In this larger context, the label, becomes less defining in a lot of ways since you have "Christians" or "Muslims", or "Atheists", of all manner of diverse views, from uber fundamentalists within each group, to ultra liberals and progressives. In local groups, tolerance like that is a little harder to maintain unless you have truly good leadership at the top, where they can keep the "I've got the real truth!" elements from eating each other alive. It's easy to put someone on the "ignore" list here, plus forum rules are designed to not let the militants ruin it for everyone else, to prevent them from trying to convert everyone to their way of thinking.

But the other factor I did not touch on was this. Someone on their own path away from these throttling groups may find identifying by that label to hinder them in truly stepping beyond what was programmed into their minds by the group. The group claims to "own God", in all intents and purposes, and so in order to "save God" from them, one has to say "I'm not them!" first in order to find themselves. Then later, if they want to call themselves by that lineage, they can do so now being empowered to say they don't have to fit their notion of what "X" is nor believe they "own God" or "truth" as they had been taught previously by them.
 

Brian Schuh

Well-Known Member
I have been extensively labeled in life. And I am very unhappy with it. Sometimes I feel that brutally explicit labeling is more desirable than labels that can be misconstrued. But explicit labeling can be brutal.

I have to label myself as a Noahide. But I am not righteous. So I can't call myself a Noahide Chassid. I am considered more wise than righteous. So I would say, a Noahide of the Chabad. But no one seems to know or care what that is, so I have to say, "I am not a Jew, and am not Jewish, I am just of the Jewish faith." You see how awkward that label becomes?

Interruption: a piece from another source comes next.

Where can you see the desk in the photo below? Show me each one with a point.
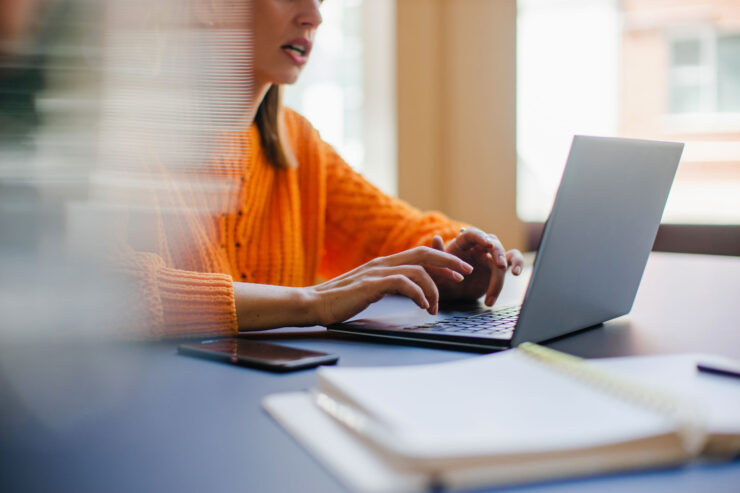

Take this situation. There are men who are heterosexually oriented who have happened to also have had relations with other men. You can't call them gay, because they prefer the straight life. You can't call them bisexual, because most of them settle down to a wife and have children, or because their religion forbids homosexual sex. Also, to call oneself a bisexual makes people believe that you might to available to women and men. So these guys take the label, "Men who have had sex with men." You see how awkward and lengthy a label can get when it is brutally explicit.

Another example, I have PTSD, which for those who don't know, is Post Traumatic Stress Disorder. The first thing people ask, is, are you a veteran? And I have to say, No, I was a victim of a criminal. Then that opens the door for insensitive people to ask, "What happened?" Then I have to explicitly say, "I was a victim of childhood sexual abuse. And also a victim of felonious assault." So because the medication for schizophrenia and PTSD is pretty much the same drugs, I just tell people that I'm a schizophrenic so they won't pry into the truth.

Explicit labeling is too brutal and I recommend that you just stick with a generic label.
 

Parchment

Active Member
I just imagine everyone naked for better or worse because I say actions define people not the label they choose for themselves or others choose for them
 

Willamena

Just me
Premium Member
Why abandon labels? Labels help us define and expand upon things we knew or feel or what is already there. If we didn't have labels, we wouldn't have cultures, groups, communities or even knowledge on my anthropological things. We need labels so we can better understand ourselves.
Unfortunately, they also help us be identified with others, which can be a bad thing.